Plusieurs erreurs peuvent transformer une holding statement, censée protéger l’organisation, en facteur d’aggravation. Les principales à éviter :
- Spéculer sur les causes ou les responsabilités. Avancer une explication non vérifiée expose à des démentis et à une perte de crédibilité.
- Reconnaître prématurément une responsabilité. Une formulation imprudente peut avoir des conséquences juridiques lourdes ; d’où l’importance de la validation préalable.
- Communiquer des chiffres non confirmés. Donner un bilan ou une ampleur qui sera ensuite démenti fragilise toute la communication ultérieure.
- Adopter un ton froid ou mécanique. Une déclaration perçue comme purement administrative, sans empathie, est mal reçue, surtout en présence de victimes.
- Recourir au « no comment ». Loin de protéger, cette formule est interprétée comme un aveu de culpabilité.
- S’en tenir trop longtemps à la déclaration d’attente. Ne pas faire suivre la holding statement d’une communication plus substantielle est perçu comme une dérobade.
- Ne jamais mettre à jour ses modèles. Une holding statement préparée doit être révisée régulièrement pour rester adaptée aux risques et au contexte de l’organisation.
Éviter ces pièges suppose de concevoir la holding statement comme un outil précis : assez pour montrer que l’on est présent et mobilisé, jamais assez pour se compromettre, et toujours suivi d’une communication plus complète.
FAQ — Holding statement et déclaration d’attente
Quelle est la différence entre une holding statement et un communiqué de presse ? La holding statement est une déclaration brève et provisoire, destinée aux toutes premières minutes d’une crise, lorsque les faits ne sont pas encore tous connus. Le communiqué de presse est généralement plus complet et intervient ensuite, une fois l’information consolidée. La holding statement ouvre la communication ; le communiqué la développe.
Quand utilise-t-on une holding statement ? Dans les tout premiers instants d’une crise, dès que l’organisation doit réagir mais ne dispose pas encore de tous les éléments. Elle permet d’occuper l’espace, de montrer que l’on est conscient et mobilisé, et de gagner le temps nécessaire pour vérifier les faits et préparer une communication plus complète.
Que doit-on absolument éviter dans une holding statement ? Toute spéculation sur les causes, toute reconnaissance prématurée de responsabilité, tout chiffre non confirmé et toute promesse intenable.

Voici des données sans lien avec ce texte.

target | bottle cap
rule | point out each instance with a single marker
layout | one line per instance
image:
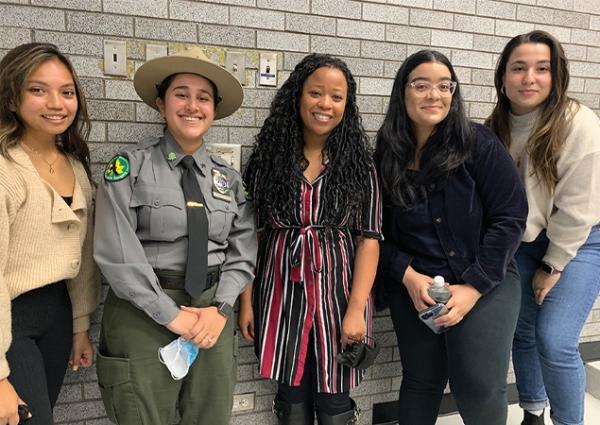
(438, 282)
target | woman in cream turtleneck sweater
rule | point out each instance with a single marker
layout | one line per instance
(48, 282)
(556, 144)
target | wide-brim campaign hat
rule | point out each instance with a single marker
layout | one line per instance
(191, 60)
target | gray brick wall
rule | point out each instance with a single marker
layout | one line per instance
(373, 36)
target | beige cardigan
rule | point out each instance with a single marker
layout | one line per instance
(43, 241)
(569, 213)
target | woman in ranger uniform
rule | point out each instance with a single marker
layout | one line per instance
(320, 220)
(176, 241)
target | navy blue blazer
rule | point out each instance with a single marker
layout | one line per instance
(479, 214)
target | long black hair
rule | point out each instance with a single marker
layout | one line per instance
(396, 147)
(274, 170)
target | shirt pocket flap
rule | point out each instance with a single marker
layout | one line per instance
(156, 197)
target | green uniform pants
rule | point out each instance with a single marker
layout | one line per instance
(137, 389)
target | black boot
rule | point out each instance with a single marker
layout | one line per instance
(531, 419)
(349, 417)
(294, 414)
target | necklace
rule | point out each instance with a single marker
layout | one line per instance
(39, 155)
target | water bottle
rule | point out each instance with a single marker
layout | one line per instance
(439, 290)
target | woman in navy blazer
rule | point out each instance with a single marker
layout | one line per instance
(453, 206)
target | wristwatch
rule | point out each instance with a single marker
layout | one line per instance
(547, 268)
(223, 308)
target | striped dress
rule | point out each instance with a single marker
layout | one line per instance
(302, 286)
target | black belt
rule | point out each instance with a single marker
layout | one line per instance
(171, 279)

Il faut également proscrire le « no comment » et le ton froid. La règle est de dire assez pour rassurer, sans jamais s’avancer au-delà de ce qui est établi.

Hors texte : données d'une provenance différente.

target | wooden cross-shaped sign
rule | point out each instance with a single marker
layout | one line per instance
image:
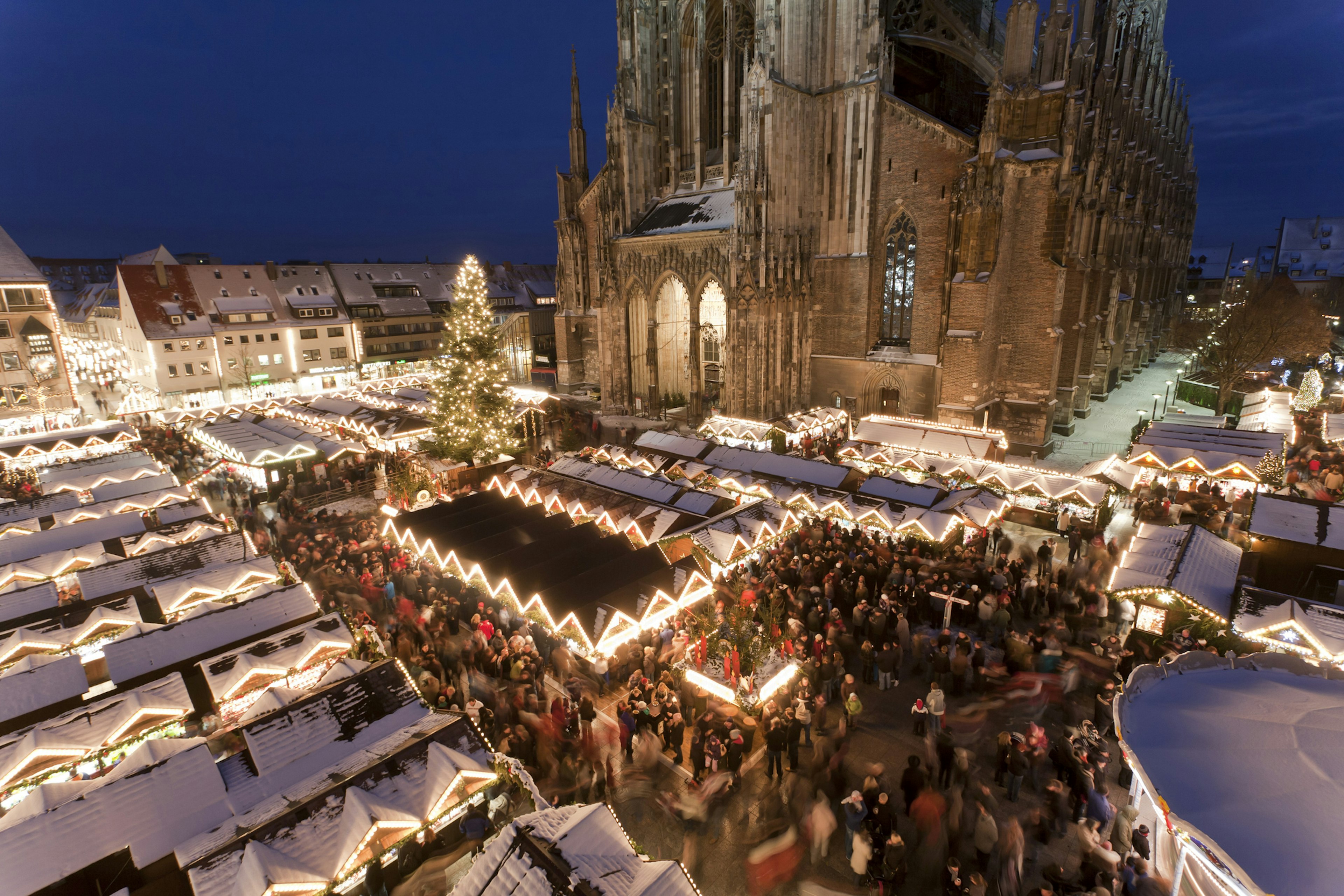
(947, 609)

Faut-il préparer plusieurs holding statements ? Oui. Il est recommandé de préparer un modèle par grand type de scénario de crise (accident, cyberattaque, conflit social…), à partir de la cartographie des risques. Plusieurs modèles « à trous » permettent de coller à la nature réelle de la crise tout en conservant la rapidité d’une trame préétablie.
Une holding statement suffit-elle à gérer une crise ? Non. C’est un dispositif provisoire, conçu pour tenir la ligne dans les premières minutes et gagner du temps. Elle doit impérativement être suivie de prises de parole plus complètes à mesure que l’information se précise. S’y tenir trop longtemps serait perçu comme une dérobade.

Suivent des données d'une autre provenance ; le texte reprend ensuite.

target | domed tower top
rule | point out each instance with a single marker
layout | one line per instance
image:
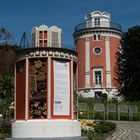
(97, 21)
(98, 18)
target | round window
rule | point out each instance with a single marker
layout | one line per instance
(97, 50)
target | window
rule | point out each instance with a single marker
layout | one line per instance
(97, 37)
(40, 34)
(97, 77)
(97, 21)
(97, 50)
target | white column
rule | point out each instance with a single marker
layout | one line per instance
(71, 88)
(27, 89)
(49, 89)
(87, 69)
(108, 65)
(15, 94)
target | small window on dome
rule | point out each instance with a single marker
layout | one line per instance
(97, 50)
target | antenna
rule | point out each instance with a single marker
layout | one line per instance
(24, 41)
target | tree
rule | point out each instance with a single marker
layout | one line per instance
(128, 65)
(7, 61)
(6, 37)
(7, 95)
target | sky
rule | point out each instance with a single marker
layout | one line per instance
(20, 16)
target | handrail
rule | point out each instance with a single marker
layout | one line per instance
(102, 24)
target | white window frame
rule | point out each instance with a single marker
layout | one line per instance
(94, 81)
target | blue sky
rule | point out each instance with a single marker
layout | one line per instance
(20, 16)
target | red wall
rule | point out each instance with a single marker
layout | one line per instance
(80, 48)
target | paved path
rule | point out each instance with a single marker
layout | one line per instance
(126, 131)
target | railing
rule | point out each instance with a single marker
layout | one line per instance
(103, 24)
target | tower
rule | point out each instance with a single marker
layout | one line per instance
(44, 36)
(97, 41)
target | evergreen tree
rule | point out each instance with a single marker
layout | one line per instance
(128, 65)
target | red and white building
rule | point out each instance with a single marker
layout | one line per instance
(97, 41)
(44, 36)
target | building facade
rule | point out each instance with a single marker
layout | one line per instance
(44, 36)
(97, 41)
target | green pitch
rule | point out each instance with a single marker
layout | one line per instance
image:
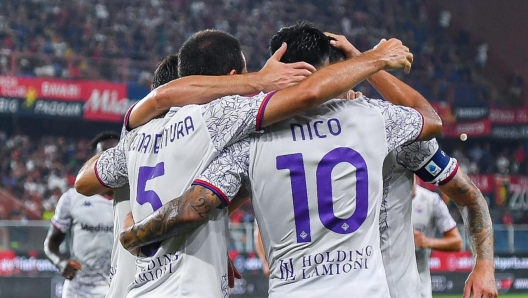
(500, 295)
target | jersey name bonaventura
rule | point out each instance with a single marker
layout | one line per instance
(397, 239)
(89, 220)
(316, 185)
(160, 160)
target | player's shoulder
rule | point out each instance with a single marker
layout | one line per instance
(427, 194)
(236, 98)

Qui doit valider la holding statement ? La direction et, surtout, le service juridique, afin de sécuriser chaque formulation — notamment pour éviter toute reconnaissance prématurée de responsabilité. Cette validation doit intervenir à l’avance, lors de la préparation des modèles, car elle est impossible à obtenir dans l’urgence des premières minutes d’une crise.